今日は十日戎(とおかえびす)なので町内の神社で福笹(吉兆/きっきょう)をいただきました。今の工房から車で30分程のところにある、弟子の頃に毎年師匠と歩いてお参りした神社に通っています。当時の思い出がよみがえり初心に返ります。

製作風景-【棕櫚箒】鬼毛箒(タイシ箒)長柄箒
製作風景-【棕櫚箒】鬼毛箒(タイシ箒)長柄箒

【棕櫚箒】鬼毛(タイシ)7玉長柄箒の玉(束)作り。画像は、各玉に棕櫚箒の構造上重要な部分である「足巻き(あしまき)」をしているところです。
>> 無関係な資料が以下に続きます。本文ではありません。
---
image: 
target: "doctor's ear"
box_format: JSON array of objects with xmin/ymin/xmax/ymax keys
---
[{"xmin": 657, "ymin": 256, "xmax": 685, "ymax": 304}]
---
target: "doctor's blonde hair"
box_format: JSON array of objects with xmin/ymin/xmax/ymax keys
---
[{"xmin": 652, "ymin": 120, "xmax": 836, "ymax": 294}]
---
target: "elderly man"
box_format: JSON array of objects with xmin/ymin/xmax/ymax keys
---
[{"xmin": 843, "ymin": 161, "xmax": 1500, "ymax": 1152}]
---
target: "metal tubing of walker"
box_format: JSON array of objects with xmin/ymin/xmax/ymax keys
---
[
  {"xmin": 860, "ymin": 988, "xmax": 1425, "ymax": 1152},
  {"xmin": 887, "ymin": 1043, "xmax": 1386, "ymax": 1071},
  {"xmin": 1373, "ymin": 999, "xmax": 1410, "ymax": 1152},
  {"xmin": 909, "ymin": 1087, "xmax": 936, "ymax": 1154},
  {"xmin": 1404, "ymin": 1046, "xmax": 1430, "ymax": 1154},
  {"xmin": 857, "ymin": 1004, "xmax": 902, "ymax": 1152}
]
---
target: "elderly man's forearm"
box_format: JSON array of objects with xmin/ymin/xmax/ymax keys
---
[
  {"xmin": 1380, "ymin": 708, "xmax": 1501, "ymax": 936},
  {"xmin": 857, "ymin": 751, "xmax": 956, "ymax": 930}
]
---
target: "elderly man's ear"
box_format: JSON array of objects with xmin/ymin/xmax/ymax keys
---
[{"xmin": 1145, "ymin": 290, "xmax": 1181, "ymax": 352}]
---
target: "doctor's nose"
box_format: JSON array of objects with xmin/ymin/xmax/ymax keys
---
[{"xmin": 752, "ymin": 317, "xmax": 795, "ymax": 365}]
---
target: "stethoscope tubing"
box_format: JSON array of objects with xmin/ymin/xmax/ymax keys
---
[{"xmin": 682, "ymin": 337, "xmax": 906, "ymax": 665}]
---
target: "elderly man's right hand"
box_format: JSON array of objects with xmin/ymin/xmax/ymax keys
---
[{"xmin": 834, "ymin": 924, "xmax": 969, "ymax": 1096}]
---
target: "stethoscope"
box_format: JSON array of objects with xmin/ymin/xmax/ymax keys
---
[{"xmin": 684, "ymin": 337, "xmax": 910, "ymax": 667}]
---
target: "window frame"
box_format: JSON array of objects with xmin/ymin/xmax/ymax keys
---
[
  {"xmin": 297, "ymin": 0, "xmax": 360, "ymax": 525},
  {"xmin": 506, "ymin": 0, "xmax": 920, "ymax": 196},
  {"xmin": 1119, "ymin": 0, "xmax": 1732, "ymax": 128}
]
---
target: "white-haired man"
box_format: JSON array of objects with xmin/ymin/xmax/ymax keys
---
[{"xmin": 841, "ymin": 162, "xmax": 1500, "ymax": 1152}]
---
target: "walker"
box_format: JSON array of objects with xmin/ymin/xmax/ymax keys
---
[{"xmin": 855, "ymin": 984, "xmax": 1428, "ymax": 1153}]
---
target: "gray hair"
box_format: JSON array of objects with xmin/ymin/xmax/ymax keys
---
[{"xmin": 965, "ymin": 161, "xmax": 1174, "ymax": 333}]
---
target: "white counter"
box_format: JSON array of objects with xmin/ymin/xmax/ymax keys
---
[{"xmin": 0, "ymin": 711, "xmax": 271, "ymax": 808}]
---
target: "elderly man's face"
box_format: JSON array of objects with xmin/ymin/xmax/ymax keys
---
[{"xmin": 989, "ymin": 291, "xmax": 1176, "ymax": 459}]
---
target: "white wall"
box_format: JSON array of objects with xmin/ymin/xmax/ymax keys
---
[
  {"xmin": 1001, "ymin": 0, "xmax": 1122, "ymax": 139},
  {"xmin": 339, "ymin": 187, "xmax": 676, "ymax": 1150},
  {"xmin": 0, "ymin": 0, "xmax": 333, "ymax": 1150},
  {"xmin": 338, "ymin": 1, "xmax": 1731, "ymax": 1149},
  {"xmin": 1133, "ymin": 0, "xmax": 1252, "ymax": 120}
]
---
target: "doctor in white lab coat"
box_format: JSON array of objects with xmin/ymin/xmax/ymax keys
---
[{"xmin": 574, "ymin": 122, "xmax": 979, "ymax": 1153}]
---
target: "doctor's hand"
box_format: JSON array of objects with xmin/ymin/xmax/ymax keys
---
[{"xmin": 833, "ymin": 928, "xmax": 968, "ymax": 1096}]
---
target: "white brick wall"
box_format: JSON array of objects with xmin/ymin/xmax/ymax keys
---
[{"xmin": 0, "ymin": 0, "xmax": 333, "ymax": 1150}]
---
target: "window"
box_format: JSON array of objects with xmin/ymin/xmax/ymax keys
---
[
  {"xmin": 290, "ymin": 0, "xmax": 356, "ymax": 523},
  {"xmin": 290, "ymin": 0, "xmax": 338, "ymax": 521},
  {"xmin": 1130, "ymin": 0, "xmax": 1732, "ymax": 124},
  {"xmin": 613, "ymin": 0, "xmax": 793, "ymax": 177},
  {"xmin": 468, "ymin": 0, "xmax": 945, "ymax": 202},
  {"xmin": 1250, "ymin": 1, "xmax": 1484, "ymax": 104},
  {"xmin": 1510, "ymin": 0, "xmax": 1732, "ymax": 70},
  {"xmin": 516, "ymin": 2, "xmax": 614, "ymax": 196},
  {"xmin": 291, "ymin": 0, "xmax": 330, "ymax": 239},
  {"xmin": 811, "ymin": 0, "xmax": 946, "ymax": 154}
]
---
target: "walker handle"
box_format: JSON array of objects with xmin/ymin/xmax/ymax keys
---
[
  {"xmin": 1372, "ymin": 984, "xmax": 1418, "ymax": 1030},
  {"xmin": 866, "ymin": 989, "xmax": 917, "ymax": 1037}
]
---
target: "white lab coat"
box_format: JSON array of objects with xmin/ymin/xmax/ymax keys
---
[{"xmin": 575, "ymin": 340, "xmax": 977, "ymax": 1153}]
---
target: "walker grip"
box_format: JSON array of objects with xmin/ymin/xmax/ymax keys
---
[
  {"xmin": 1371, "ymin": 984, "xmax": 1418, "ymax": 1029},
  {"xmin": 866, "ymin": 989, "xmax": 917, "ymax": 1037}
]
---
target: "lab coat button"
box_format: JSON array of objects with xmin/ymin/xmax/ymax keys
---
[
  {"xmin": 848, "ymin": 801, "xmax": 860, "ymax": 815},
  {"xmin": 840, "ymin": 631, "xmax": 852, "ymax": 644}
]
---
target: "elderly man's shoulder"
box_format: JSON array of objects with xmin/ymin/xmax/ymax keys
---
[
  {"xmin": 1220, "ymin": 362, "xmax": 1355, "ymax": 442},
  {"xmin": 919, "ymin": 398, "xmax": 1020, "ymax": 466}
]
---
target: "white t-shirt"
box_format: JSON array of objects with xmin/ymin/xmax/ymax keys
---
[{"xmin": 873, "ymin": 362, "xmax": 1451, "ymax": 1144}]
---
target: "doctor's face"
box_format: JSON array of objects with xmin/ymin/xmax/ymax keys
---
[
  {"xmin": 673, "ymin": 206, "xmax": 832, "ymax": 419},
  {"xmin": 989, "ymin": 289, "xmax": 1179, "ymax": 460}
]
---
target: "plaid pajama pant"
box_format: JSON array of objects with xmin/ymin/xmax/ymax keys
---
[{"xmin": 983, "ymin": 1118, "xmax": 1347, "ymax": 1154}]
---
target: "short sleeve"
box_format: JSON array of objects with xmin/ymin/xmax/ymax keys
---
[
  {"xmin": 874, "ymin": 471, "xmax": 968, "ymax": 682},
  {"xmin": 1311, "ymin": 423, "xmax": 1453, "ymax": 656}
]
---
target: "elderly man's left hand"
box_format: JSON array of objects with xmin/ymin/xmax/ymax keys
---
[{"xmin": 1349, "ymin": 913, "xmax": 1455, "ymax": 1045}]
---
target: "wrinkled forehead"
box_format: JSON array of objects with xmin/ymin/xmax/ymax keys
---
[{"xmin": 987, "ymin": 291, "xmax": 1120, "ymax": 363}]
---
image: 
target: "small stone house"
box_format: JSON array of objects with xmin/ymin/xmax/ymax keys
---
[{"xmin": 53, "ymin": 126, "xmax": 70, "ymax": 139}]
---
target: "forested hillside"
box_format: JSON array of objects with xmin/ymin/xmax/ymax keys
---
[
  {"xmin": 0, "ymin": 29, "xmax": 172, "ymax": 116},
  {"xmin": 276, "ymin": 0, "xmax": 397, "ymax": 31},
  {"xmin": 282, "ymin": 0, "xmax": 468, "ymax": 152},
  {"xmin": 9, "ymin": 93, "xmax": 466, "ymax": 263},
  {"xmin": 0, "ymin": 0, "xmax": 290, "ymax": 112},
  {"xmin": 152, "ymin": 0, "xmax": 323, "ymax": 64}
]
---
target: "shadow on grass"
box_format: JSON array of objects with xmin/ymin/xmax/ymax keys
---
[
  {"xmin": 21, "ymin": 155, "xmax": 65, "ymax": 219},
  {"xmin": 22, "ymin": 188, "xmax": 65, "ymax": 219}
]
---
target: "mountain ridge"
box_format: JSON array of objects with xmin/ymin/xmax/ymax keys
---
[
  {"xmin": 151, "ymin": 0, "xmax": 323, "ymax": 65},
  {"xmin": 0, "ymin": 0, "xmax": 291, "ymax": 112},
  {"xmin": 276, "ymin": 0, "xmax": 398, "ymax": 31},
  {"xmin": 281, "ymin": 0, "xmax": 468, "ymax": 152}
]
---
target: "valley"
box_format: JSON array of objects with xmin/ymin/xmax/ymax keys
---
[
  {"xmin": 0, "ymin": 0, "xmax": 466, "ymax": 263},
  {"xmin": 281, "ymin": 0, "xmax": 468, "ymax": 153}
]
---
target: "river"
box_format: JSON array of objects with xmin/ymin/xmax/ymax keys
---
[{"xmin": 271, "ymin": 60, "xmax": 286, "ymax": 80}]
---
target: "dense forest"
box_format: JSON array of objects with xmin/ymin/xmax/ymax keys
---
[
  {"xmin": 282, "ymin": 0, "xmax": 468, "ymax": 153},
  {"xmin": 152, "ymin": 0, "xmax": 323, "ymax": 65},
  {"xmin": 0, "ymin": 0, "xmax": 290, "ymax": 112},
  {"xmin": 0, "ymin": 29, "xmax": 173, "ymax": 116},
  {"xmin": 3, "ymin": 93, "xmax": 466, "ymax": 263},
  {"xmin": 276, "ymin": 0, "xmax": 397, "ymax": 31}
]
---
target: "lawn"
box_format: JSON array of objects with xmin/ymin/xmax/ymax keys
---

白い「引き紐」で仮締めしながら銅線を巻いていきます。
このように引き紐で仮締めしながら手を使って糸や銅線で縛る棕櫚箒の作り方は、江戸時代から変わらないといわれている伝統製法です。

しかし近年よく見かける棕櫚箒や棕櫚ブラシ類は、引き紐を使わない「直締め(じかじめ)」といわれる作り方をするのが多数派のようです。直締め法も手を使うのは同じなのですが、手で直接糸や銅線を持つのではなく、ペンチで銅線等を引いて巻き締めていきます。ペンチを使うので手にかかる負担が軽減でき、かつ強く引けるのが利点です。欠点は、手を使って締める製法なら可能な細かく正確な造作が出来ない事と、ペンチで挟んだ部分の銅線が傷付き切れやすくなったり錆びやすくなるので製造時に注意が必要という事です。直締め法は、シンプルな形状で頑丈さが求められる棕櫚小箒・ブラシ類(棒束子・キリワラなど)などを作るのに適しています。

私の師匠は、鬼毛箒は全行程を、皮箒はほぼ全行程を引き紐を使った伝統製法のみでおこなっており、棕櫚皮箒については表からは見えない芯材の一部のみは直締めをしていました。私は今のところ全行程を引き紐を使った製法のみでおこなっています。